Relationen sind eine interessante Sache: Sie existieren nicht wirklich, sondern entstehen nur durch einen Vergleich. Kein Mensch ist an und für sich Knecht, sondern nur dadurch, dass da ein Herr ist. Kein Mensch ist an und für sich Herr, sondern nur dadurch, dass da ein Knecht ist. Genauso ist kein Mensch an und für sich Vater, es sei denn da ist ein Sohn, und umgekehrt. Es gibt auch keinen Gedanken ohne den Denker, und es gibt gar keinen Denker ohne den Gedanken. Das Denken erschafft den Denker! Das Ego ist Illusion, und es löst sich augenblicklich auf, sobald nicht gedacht wird.

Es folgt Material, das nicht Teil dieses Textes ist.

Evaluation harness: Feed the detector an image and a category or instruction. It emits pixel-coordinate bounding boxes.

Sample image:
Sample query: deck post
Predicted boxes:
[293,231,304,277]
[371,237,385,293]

Anhand von Relationen spielt das Bewusstseins Tricks mit sich selbst. Daher der Aufruf des Mystikers Krishnamurti, wir sollen uns nicht mit anderen vergleichen, denn nur dadurch entsteht das Ego. Der Mensch, der die Illusion der Relation durchschaut, kann auch nicht mehr "Sklave" sein. An der Wurzel der "Vertreibung aus dem Paradies" steht das selbstreflektierende Denken. Das faszinierende ist, dass dies auch anhand des höchsten "Herrn" verdeutlicht wurde. Denn das Konzept der Dreifaltigkeit ist eine Beschreibung dieser geistigen Relationen, die ein Bewusstsein mit sich selbst eingeht - Vater und Sohn sind eins. Mystiker bezeichneten folglich die ganze Welt als einen Traum im Geist Gottes, eine Illusion aus der Relation Schöpfer-Schöpfung.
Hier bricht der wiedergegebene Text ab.